Roger Shepard (1929-2022) was a groundbreaking cognitive psychologist whose experiments on mental rotation provided some of the most compelling evidence that the mind constructs and manipulates internal representations that preserve the structural properties of the external world. His work helped establish the legitimacy of studying mental imagery — a topic banished during the behaviorist era — and provided foundational methods and results for spatial cognition research.
Mental Rotation
In the classic Shepard and Metzler (1971) experiment, participants judged whether pairs of three-dimensional block figures were the same shape or mirror images. The key finding was that reaction time increased linearly with the angular disparity between the two figures, suggesting that participants mentally rotated one figure to match the other at a rate of approximately 60 degrees per second.
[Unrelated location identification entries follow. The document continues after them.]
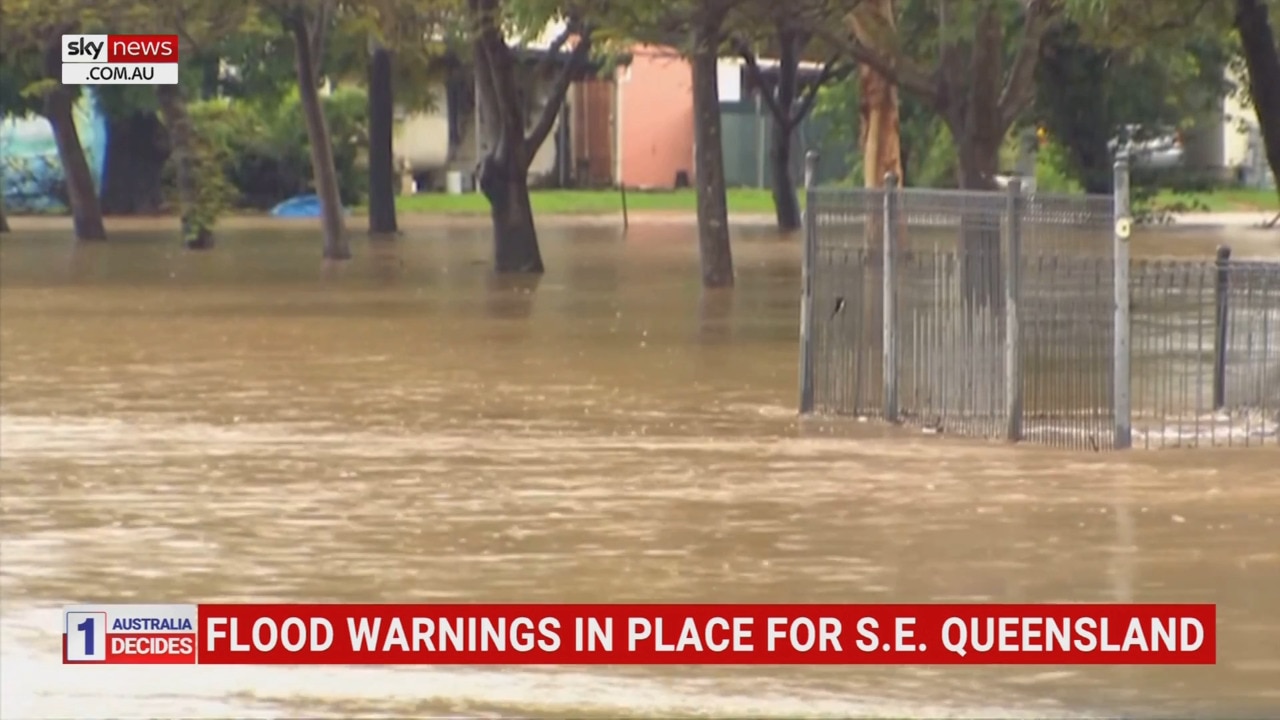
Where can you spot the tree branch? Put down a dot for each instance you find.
(757, 74)
(897, 69)
(553, 50)
(831, 69)
(556, 98)
(1020, 85)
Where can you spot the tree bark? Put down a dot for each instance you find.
(137, 150)
(878, 103)
(196, 228)
(82, 196)
(504, 168)
(382, 167)
(786, 206)
(1262, 58)
(713, 241)
(336, 246)
(512, 141)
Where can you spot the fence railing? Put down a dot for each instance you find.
(1022, 317)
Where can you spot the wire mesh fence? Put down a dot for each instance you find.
(996, 314)
(1206, 352)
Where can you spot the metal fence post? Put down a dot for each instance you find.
(1120, 397)
(890, 320)
(1013, 326)
(1221, 314)
(808, 261)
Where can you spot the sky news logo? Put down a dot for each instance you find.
(119, 59)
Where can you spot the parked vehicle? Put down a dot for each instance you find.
(1147, 150)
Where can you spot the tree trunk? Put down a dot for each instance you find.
(786, 206)
(515, 238)
(137, 150)
(979, 223)
(713, 242)
(382, 171)
(504, 167)
(878, 103)
(1262, 58)
(318, 137)
(196, 227)
(81, 194)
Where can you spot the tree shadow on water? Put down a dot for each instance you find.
(511, 296)
(716, 317)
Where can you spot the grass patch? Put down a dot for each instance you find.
(1225, 200)
(585, 201)
(746, 200)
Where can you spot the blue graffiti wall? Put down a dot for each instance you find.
(31, 172)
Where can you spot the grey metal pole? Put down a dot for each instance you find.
(1121, 378)
(1013, 324)
(808, 260)
(890, 320)
(1221, 319)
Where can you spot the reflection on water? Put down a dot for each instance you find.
(248, 425)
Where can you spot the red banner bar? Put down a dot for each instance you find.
(707, 634)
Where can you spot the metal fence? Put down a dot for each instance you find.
(1022, 317)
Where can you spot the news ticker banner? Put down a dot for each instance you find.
(119, 59)
(640, 634)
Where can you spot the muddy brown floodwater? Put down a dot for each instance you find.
(243, 425)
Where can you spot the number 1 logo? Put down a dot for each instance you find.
(86, 637)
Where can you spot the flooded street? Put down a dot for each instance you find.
(246, 425)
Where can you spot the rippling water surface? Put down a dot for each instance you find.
(248, 425)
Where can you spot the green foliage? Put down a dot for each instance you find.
(263, 150)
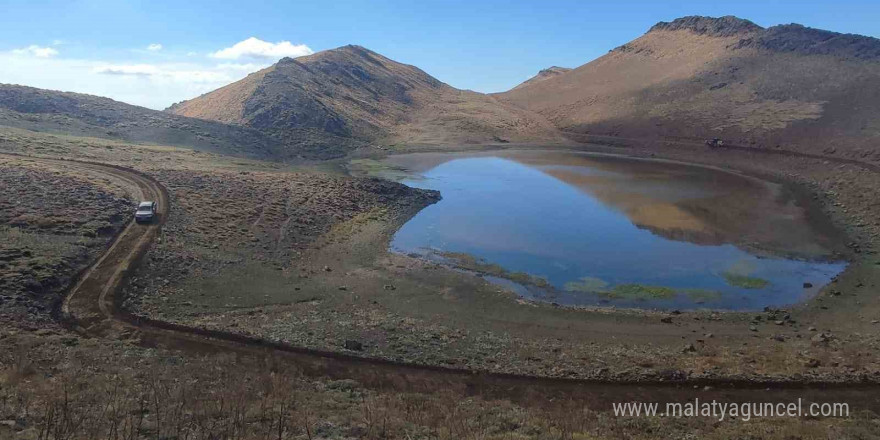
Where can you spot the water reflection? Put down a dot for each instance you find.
(582, 230)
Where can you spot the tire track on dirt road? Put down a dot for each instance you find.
(93, 308)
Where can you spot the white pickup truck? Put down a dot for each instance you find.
(146, 212)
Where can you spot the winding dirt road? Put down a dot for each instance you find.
(92, 308)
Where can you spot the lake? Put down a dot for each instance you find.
(578, 229)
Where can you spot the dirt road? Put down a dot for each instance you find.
(92, 308)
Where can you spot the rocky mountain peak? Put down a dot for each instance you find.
(726, 26)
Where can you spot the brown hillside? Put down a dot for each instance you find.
(334, 101)
(93, 116)
(545, 74)
(786, 86)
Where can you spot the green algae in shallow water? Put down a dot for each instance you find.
(470, 262)
(703, 295)
(745, 282)
(639, 291)
(586, 285)
(375, 168)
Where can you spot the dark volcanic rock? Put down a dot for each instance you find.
(726, 26)
(809, 41)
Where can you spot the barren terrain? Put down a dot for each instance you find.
(264, 302)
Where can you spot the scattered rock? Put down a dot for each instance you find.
(822, 338)
(353, 345)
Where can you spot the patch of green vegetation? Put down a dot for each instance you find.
(586, 285)
(375, 168)
(703, 295)
(470, 262)
(746, 282)
(639, 292)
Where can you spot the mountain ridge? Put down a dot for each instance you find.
(358, 98)
(695, 78)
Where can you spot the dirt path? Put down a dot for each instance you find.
(92, 308)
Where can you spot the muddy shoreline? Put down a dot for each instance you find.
(403, 309)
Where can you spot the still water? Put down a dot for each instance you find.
(577, 229)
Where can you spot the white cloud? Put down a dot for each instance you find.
(153, 85)
(37, 51)
(128, 69)
(144, 79)
(256, 48)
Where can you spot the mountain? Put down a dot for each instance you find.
(332, 102)
(550, 72)
(787, 86)
(93, 116)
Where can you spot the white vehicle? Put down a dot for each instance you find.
(146, 212)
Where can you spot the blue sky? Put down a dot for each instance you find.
(154, 53)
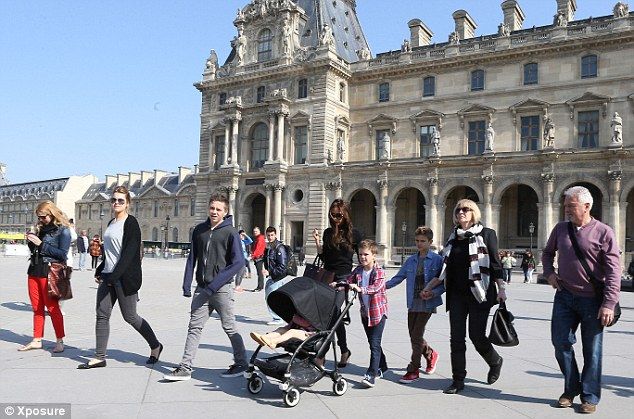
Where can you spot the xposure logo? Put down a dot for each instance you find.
(35, 410)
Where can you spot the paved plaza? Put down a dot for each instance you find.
(127, 388)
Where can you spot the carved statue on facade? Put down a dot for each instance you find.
(503, 29)
(617, 128)
(326, 37)
(559, 19)
(453, 38)
(621, 10)
(385, 147)
(406, 46)
(549, 133)
(435, 140)
(489, 138)
(211, 65)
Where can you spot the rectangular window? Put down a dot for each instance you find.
(219, 151)
(384, 92)
(301, 144)
(429, 86)
(530, 73)
(477, 80)
(261, 93)
(426, 140)
(589, 66)
(302, 89)
(588, 129)
(529, 132)
(379, 142)
(476, 136)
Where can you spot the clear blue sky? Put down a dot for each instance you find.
(105, 87)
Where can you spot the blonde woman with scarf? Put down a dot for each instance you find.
(471, 269)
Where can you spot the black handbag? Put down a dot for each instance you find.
(599, 287)
(502, 331)
(317, 272)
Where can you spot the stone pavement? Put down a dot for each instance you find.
(127, 388)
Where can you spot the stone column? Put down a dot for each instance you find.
(271, 156)
(547, 219)
(234, 142)
(277, 205)
(225, 147)
(280, 136)
(267, 206)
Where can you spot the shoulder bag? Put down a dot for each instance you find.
(502, 331)
(59, 281)
(599, 287)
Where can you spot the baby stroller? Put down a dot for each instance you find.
(320, 305)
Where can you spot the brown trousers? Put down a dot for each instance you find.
(416, 322)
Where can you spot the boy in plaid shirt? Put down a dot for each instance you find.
(368, 279)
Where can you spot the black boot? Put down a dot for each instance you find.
(494, 371)
(455, 387)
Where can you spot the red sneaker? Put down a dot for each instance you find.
(410, 377)
(431, 363)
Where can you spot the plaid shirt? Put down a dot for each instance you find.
(376, 291)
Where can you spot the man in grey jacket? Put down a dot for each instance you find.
(217, 256)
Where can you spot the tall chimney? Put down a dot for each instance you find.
(513, 15)
(465, 25)
(567, 8)
(420, 34)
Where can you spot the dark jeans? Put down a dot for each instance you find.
(570, 311)
(377, 357)
(259, 264)
(106, 297)
(461, 307)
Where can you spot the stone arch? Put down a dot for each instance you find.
(519, 211)
(363, 212)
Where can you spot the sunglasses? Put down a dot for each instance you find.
(463, 209)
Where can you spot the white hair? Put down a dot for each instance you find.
(582, 193)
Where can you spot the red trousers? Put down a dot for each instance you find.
(39, 300)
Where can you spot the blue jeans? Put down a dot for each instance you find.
(377, 357)
(269, 288)
(570, 311)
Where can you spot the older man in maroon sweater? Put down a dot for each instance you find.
(575, 300)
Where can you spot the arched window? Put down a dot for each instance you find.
(259, 146)
(265, 45)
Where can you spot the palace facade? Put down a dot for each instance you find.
(301, 112)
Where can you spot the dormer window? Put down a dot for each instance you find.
(265, 45)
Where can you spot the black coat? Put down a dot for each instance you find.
(128, 267)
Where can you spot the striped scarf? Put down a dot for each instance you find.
(479, 271)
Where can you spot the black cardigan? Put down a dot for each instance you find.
(128, 267)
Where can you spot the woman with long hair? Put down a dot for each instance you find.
(48, 243)
(119, 278)
(471, 269)
(336, 250)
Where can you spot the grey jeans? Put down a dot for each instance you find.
(106, 297)
(202, 306)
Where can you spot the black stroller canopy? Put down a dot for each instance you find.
(312, 300)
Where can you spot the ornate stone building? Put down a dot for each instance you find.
(301, 112)
(164, 203)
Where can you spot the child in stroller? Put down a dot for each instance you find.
(298, 328)
(313, 311)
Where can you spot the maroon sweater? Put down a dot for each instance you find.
(597, 242)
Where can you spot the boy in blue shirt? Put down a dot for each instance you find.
(422, 299)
This linear relationship between angle and time implied that mental rotation is an analog process — it passes through intermediate orientations, just as physical rotation does — rather than a discrete symbolic comparison.
Shepard's other major contribution was the universal law of generalization: the probability of generalizing a learned response from one stimulus to another decreases exponentially with the psychological distance between them. This law has been confirmed across species, sensory modalities, and types of stimuli. Shepard argued it reflects an optimal adaptation to a world in which the relevance of past experience to current situations decreases with dissimilarity. This work bridged cognitive psychology and evolutionary psychology, suggesting that fundamental cognitive principles reflect adaptation to environmental structure.